[chuck-users] performing with laptops
signal.automatique at gmail.com
Tue Apr 14 23:59:59 EDT 2009
To add to Andrew's points (that I agree with); you won't need a DI if you
would get a soundcard that supports balanced output. The main task of a DI
box is to convert a unbalanced signal to a balanced on. Another factor is
that laptop build in soundcards are made to be cheap and small. They do a
decent job with system beeps and playing mp3's on the build in speakers but
they aren't meant for presenting your detailed, lovingly crafted sounds and
music over a multi Kilowatt PA system toa attentive audience, and how could
If you have a budget I'd go with a soundcard from a reputable brand
featuring balanced outputs, preferably one that can use it's own power
suply.
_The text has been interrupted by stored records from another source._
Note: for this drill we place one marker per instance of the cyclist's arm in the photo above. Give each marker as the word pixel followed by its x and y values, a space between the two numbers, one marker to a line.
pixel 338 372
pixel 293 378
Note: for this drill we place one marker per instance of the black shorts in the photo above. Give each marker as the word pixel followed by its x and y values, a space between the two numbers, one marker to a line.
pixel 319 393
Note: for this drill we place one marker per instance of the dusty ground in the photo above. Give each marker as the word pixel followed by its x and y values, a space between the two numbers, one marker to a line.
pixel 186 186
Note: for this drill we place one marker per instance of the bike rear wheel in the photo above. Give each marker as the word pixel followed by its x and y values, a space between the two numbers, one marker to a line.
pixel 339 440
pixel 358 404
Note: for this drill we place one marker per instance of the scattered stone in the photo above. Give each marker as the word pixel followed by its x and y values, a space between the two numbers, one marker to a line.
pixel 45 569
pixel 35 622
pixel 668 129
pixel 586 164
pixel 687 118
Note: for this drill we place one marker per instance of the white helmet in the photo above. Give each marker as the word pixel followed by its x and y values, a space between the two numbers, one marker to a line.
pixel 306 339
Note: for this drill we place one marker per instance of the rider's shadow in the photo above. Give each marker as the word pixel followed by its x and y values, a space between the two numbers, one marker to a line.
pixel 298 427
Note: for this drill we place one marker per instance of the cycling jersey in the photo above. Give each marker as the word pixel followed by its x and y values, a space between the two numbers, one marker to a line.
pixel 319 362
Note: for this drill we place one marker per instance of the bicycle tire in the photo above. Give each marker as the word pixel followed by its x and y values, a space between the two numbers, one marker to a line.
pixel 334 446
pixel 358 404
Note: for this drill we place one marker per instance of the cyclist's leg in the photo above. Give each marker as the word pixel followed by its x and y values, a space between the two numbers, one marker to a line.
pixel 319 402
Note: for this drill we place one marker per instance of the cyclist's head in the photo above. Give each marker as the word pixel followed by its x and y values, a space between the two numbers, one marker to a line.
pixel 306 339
If you do that humm will be a thing of the past (unless something,
somewhere goes very wrong). In that case you'll likely have multiple outputs
that you could mix on a hardware mixer; some people find that more direct
and convenient and it will give you a chance to cut the sound in the envent
of a system crash.
If there is no budget use a pair of DI boxes over a "Y" cable to the build
in card and lift the ground of your laptop adapter (if it has one, some
brands like Apple don't). Ground-lifting plugs cost less than a burger and
more profesional clubs should have DI boxes. It won't sound as good but at
least that strategy should make sure there is no humm either.
Hope that helps,
2009/4/14 Andrew C. Smith <acsmith at willamette.edu>
> I just did a couple of laptop performances, and having two DI boxes on
> hand is extremely helpful. You can either use a Firewire interface or
> a Y-plug from your headphone jack, but the DI box is important because
> the snake that runs to the front of the stage is usually balanced XLR
> only. I carry my own two DI boxes, because I want them to be
> identical and sometimes the venue only has one box.